Ai soggetti maggiormente a rischio di traumi dentali, per esempio coloro che presentano una protrusione degli incisivi superiori particolarmente accentuata (overjet > 6 mm) associata a incompetenza labiale, è comunque opportuno che l’odontoiatra consigli un trattamento ortodontico e, se rifiutato, l’utilizzo di un paradenti individuale. Non tutti sanno che altri pazienti a cui può essere consigliato un paradenti preformato individualizzabile sono quelli con apparecchiatura ortodontica fissa: in questi casi il dispositivo, oltre a proteggere la dentatura, previene lesioni dei tessuti molli dovute all’impatto con gli attacchi, un eventuale distacco degli attacchi stessi, oppure una deformazione degli archi dovuti a uno scontro di gioco. La direzione è quella di un’odontoiatria di comunità che miri alla prevenzione, svolta soprattutto tramite un’efficace trasmissione di informazioni. Dalla ricerca condotta a Isernia emergono infatti tutte le carenze in questo senso, dal momento che solo 10 giovani atleti su 200 utilizzavano il paradenti. Più in generale 161 ragazzi (80,5%) conoscevano la possibilità di indossare un paradenti, ma questa informazione era stata trasmessa loro per lo più da genitori (67,8%) e odontoiatri (19,2%), e solo in pochissimi casi dagli allenatori (7,4%). “Se si ragiona in termini di prevenzione bisogna riconoscere che il poster affisso in palestra realizzato per promuovere l’utilizzo del paradenti, per fare un esempio, non è realmente efficace se la sua visione non è supportata da informazioni e da un’adeguata azione di convincimento” conclude Roberto Biagi. “Io sono persuaso del fatto che, come è avvenuto nelle campagne per la sicurezza stradale, bisogna far vedere agli sportivi che cosa comporta un trauma dentale attraverso immagini anche crude, perché solo chi ne ha avuto esperienza comprende quanto uno strumento come il paradenti possa essere utile.

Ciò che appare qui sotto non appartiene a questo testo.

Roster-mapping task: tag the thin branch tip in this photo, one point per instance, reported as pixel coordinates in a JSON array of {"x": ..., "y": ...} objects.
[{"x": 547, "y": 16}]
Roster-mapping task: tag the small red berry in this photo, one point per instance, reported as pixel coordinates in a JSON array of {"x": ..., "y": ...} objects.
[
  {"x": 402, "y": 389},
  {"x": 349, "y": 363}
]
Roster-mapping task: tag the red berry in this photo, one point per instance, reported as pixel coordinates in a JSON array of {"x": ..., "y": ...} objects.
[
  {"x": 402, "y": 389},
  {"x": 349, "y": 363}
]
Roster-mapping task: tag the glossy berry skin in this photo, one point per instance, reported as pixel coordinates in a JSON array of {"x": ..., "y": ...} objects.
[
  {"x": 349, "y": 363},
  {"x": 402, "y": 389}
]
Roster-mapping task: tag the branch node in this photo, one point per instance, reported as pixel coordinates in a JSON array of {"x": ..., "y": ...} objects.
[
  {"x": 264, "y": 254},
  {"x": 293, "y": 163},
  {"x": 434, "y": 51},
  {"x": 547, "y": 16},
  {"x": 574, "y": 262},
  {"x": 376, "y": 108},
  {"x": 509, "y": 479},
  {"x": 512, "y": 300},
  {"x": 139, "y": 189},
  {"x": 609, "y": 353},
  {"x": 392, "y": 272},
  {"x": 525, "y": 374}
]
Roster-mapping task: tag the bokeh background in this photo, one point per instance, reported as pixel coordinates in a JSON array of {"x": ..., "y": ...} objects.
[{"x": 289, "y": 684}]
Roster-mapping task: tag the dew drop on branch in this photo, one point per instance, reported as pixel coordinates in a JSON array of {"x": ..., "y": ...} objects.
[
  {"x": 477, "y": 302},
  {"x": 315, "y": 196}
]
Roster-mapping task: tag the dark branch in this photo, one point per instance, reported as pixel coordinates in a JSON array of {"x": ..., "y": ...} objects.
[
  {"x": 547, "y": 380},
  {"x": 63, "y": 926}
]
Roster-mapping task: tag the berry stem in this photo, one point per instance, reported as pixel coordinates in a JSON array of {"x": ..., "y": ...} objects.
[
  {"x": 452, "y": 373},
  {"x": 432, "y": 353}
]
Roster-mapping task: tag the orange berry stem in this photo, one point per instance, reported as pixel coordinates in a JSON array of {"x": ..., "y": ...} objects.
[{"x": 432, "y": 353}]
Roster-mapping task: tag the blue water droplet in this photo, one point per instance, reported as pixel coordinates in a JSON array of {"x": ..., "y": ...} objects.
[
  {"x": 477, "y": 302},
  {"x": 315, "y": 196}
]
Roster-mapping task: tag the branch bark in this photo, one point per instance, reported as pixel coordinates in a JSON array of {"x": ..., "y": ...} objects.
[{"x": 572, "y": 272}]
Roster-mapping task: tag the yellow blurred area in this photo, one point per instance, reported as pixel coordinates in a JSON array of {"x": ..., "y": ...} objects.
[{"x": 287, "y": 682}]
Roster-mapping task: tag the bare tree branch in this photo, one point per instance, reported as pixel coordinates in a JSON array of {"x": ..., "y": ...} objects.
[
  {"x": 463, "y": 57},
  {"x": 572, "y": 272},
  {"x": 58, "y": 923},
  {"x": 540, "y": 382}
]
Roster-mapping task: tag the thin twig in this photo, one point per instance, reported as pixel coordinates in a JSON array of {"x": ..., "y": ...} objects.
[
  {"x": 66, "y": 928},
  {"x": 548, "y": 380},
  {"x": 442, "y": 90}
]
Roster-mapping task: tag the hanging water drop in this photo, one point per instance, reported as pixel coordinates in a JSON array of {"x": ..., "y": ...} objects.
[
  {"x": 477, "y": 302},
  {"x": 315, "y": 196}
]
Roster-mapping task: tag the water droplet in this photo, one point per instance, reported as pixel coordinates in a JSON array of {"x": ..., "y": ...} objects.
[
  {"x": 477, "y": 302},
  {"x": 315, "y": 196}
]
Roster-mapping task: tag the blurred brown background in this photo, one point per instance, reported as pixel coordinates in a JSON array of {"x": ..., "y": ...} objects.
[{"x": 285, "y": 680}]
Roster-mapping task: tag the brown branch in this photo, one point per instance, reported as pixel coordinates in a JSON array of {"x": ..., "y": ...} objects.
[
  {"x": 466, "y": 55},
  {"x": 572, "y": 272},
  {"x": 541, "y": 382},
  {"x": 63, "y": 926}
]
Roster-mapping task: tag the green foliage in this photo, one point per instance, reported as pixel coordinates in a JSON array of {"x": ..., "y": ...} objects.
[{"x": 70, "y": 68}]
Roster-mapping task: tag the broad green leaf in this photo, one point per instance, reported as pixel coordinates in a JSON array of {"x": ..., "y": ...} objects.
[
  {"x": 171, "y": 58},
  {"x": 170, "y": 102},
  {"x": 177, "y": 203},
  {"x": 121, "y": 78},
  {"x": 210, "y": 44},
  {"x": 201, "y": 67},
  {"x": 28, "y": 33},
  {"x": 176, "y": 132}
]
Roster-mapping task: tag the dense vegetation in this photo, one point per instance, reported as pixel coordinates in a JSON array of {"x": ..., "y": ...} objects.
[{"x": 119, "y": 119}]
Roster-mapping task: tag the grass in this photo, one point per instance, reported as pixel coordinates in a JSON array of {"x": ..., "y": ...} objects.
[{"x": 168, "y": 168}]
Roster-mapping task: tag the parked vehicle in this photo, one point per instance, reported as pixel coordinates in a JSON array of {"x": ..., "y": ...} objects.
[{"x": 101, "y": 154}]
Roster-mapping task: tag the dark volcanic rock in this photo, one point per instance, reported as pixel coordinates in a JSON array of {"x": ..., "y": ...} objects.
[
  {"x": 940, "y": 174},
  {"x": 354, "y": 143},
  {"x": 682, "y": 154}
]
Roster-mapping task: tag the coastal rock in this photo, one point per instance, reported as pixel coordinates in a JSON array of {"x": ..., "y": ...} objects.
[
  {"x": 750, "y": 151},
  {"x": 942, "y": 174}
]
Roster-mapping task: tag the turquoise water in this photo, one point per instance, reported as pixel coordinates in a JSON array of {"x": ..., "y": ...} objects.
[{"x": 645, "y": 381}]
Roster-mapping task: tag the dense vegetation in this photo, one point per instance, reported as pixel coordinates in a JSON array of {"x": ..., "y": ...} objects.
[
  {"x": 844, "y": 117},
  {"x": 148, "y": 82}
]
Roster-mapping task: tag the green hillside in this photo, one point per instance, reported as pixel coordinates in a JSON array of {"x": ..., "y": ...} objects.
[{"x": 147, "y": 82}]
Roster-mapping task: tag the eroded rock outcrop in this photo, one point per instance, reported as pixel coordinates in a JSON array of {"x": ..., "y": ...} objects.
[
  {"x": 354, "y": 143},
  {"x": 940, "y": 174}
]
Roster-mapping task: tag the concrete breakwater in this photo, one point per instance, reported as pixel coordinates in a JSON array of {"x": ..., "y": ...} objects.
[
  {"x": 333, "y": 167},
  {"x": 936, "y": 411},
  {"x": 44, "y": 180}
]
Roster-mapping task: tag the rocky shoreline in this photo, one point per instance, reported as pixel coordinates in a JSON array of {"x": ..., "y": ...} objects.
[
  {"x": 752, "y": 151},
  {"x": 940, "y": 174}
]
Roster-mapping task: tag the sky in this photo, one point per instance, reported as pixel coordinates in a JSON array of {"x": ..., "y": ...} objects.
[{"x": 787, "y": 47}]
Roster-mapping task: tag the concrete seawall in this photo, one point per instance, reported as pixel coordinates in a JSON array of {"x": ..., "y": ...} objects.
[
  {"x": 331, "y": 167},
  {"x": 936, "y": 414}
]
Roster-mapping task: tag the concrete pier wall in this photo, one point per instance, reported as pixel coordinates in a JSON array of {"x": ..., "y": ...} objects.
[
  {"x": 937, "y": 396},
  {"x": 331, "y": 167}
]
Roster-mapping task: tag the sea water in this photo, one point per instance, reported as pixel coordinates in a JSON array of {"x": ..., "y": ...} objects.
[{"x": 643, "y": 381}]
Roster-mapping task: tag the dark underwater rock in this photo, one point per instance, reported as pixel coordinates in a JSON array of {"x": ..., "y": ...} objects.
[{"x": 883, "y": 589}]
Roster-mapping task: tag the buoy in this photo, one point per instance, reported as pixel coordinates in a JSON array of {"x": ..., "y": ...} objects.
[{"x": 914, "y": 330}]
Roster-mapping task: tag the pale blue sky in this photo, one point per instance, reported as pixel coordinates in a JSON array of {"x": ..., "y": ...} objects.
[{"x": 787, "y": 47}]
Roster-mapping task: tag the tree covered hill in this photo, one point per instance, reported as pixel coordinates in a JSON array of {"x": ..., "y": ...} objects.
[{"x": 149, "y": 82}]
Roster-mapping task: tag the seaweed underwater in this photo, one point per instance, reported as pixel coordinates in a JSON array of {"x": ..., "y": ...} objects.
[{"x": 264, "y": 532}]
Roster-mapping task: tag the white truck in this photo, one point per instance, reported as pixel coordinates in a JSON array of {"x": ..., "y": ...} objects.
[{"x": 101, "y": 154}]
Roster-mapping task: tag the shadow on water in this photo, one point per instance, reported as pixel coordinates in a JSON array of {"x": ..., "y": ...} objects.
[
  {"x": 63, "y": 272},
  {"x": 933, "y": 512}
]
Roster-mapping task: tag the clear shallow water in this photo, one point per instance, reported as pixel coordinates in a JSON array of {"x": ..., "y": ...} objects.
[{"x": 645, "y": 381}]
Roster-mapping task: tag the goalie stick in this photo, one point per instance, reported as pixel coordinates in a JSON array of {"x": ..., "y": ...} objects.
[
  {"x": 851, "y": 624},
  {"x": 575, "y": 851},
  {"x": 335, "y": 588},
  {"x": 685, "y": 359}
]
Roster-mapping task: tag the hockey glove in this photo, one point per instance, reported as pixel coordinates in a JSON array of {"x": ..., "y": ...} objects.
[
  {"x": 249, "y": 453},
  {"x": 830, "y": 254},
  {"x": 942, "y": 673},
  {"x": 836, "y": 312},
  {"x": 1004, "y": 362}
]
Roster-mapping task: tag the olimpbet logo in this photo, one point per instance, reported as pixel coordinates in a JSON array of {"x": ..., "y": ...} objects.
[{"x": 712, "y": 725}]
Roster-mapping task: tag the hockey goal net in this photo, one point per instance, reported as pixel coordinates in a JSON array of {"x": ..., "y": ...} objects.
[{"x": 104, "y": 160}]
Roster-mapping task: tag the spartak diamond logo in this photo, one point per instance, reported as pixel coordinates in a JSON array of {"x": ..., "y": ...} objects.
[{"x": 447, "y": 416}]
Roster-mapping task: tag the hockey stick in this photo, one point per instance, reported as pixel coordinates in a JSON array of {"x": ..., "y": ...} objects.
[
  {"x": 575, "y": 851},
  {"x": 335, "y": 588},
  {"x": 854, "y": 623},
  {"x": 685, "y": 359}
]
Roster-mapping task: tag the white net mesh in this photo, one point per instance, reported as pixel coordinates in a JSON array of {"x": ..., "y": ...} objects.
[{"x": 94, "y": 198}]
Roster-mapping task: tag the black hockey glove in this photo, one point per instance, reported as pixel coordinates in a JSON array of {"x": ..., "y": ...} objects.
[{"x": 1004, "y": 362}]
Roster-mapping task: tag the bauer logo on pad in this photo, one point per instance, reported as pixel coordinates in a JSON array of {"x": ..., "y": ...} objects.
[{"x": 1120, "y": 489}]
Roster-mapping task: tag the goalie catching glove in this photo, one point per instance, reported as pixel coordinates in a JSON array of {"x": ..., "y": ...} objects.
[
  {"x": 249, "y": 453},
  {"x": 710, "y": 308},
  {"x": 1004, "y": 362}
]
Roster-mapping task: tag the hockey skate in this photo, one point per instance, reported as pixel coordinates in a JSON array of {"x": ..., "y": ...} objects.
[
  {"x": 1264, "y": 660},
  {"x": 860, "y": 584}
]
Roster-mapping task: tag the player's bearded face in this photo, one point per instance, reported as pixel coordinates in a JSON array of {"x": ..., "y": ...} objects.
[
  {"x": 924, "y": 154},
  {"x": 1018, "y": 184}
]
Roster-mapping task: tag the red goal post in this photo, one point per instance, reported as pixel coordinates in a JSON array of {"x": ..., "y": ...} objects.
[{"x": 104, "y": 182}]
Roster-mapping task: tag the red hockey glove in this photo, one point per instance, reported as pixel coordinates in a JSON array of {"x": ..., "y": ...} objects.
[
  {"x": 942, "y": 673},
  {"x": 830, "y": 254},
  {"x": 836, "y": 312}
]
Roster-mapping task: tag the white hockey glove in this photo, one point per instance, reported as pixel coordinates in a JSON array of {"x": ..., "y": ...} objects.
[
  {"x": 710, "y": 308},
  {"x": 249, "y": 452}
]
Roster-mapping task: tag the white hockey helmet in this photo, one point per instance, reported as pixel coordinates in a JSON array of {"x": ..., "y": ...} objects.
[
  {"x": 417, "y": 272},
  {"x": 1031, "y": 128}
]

Le immagini dovrebbero essere accompagnate da un’informazione adeguata, che spieghi per esempio come gli studi scientifici provino che un paradenti stabile non ostacola la respirazione, e indirizzata a tutti i soggetti coinvolti, in particolare ad allenatori e insegnanti. L’inserimento del paradenti nel corredo dell’atleta da parte delle società sportive, infine, potrebbe far superare ai ragazzi la sensazione di sentirsi diversi dagli altri, facendo rientrare nella normalità, come avviene nel pugilato appunto, l’utilizzo di uno strumento che può davvero proteggere denti, tessuti di sostegno e più in generale il cavo orale”.
Biagi R, Cardarelli F, Butti AC, Salvato A.
“Sports-related dental injuries: knowledge of first aid and mouthguard use in a sample of Italian children and youngsters”
Eur J Paediatr Dent 2010;11(2):66-70.